Hacker News new | ask | show | jobs
by Paul_Clayton 61 days ago
When ARM moved to 64-bit the ISA was much more substantially reworked than for AMD's x86-64 transition (which mainly added modes and repurposed INCrement and DECrement to provide the REX prefix which provides a 64-bit size specification and one additional bit for register name specifiers; obviously the page table format also changed). I am not particularly familiar with AArch64, but I got the impression that the main retained cruft from 32-bit ARM was condition codes and the tradeoffs of providing condition codes would lead some not to consider such cruft. The use of four bits for almost every instruction to support predication was eliminated — which was a major cruft point for 32-bit ARM — and the legacy of shift and perform ALU operation orientation of the original ARM (which had timing slack from the slowness of instruction fetch) was de-emphasized.

AArch64 is accumulating cruft, perhaps particularly with respect to SIMD, but it is less crufty than x86-64.

ISA modularity/diversity can be useful for embedded systems, where the software is really firmware. If one is going to have to provide a diversity of compilation targets via either a common distribution format that is compiled to the local machine code or an app store that receives a software format that can be compiled to diverse, the best distribution format (to users or the app store) is likely to be significantly different than an encoding best for direct execution.

Some optional features can be hidden by system libraries (particularly when the main use of the feature is suitable for a separate accelerator). E.g., an instruction that performs a round of AES encryption could be hidden behind an encryption library. However, some uses of an AES instruction involve a very short "message" for which library overhead would be excessive or for which good enough software alternatives would be faster than actual AES.

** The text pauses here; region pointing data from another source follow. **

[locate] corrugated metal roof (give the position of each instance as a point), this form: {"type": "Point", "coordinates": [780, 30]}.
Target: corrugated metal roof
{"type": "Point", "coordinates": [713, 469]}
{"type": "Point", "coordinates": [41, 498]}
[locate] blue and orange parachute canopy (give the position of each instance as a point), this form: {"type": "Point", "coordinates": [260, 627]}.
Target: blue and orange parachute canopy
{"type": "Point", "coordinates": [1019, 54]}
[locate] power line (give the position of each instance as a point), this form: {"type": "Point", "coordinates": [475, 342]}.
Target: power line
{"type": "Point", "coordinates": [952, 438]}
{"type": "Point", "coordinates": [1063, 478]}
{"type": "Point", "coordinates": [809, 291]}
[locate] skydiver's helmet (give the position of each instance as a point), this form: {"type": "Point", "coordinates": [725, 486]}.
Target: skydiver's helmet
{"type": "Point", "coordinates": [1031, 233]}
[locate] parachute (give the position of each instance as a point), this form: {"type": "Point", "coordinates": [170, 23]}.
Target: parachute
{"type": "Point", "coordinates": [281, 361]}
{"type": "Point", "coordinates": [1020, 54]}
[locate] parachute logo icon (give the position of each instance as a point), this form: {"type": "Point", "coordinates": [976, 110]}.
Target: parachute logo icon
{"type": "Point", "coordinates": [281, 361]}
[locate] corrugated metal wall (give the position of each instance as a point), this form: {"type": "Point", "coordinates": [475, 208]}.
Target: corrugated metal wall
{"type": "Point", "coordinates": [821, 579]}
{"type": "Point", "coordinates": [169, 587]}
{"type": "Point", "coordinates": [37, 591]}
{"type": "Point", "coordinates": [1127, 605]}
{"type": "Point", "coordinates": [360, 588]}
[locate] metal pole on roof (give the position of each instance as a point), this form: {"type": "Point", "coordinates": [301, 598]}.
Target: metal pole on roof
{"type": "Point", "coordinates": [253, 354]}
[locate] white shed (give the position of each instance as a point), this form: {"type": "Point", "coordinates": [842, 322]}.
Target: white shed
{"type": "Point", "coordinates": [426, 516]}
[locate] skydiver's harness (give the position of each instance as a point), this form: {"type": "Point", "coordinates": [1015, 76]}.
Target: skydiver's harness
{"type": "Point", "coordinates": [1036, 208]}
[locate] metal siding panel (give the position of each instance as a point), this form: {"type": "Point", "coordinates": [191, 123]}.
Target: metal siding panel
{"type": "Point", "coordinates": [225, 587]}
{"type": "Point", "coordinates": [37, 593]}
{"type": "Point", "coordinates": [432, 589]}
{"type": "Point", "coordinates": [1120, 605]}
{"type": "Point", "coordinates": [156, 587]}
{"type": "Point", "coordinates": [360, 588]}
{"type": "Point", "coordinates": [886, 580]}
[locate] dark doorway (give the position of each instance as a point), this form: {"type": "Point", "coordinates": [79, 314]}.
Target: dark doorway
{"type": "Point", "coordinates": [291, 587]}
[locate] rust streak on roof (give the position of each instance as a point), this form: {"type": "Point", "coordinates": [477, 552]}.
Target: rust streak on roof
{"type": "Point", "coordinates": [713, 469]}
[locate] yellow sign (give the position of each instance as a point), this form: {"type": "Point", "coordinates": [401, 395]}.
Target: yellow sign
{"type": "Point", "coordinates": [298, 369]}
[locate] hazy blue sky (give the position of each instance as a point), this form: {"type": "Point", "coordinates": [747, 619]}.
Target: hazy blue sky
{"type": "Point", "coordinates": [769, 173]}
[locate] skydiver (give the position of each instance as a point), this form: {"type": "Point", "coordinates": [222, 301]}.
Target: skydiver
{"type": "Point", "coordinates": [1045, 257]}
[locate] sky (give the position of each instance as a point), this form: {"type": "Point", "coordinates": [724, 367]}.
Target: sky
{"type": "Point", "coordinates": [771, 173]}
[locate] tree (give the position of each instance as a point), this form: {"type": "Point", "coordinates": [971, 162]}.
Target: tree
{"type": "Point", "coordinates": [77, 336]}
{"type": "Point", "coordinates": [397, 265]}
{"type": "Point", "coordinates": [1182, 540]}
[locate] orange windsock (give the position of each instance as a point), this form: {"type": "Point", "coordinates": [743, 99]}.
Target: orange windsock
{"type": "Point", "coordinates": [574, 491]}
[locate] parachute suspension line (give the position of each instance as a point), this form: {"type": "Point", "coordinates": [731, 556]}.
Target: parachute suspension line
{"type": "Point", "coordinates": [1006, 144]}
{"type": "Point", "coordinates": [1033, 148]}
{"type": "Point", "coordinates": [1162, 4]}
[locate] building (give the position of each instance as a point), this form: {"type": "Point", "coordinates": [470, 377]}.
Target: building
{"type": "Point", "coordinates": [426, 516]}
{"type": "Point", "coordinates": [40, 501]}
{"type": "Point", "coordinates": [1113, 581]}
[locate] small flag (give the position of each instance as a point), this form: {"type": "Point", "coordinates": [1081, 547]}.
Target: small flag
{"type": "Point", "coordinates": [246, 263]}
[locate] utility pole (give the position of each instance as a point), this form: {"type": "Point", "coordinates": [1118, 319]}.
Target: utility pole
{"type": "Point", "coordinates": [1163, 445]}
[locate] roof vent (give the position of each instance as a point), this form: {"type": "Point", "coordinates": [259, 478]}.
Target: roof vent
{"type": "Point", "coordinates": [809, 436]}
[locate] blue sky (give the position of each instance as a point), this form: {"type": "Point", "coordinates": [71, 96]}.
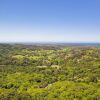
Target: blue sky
{"type": "Point", "coordinates": [49, 20]}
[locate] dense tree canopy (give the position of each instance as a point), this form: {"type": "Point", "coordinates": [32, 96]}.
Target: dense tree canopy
{"type": "Point", "coordinates": [49, 72]}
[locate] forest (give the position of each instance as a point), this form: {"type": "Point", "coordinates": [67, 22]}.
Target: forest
{"type": "Point", "coordinates": [49, 72]}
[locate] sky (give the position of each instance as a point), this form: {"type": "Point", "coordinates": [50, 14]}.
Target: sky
{"type": "Point", "coordinates": [49, 20]}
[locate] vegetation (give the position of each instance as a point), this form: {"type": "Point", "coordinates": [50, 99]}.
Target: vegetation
{"type": "Point", "coordinates": [49, 72]}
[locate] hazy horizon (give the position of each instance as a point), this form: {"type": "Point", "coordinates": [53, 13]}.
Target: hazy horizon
{"type": "Point", "coordinates": [33, 21]}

Indexed memory accesses and conditional select/move, for example, are not really suitable to system libraries (or trapping to software even with a very fast trap handler).

ISA scaling is not necessarily a good design feature. An ISA optimized for the market targeted by ARM M Profile is unlikely to be optimal for future 16-wide decode high performance processors. E.g., if a context only has 16 registers, using 5-bit register specifiers is suboptimal even though it allows software to be "upward compatible" with a 32-register design.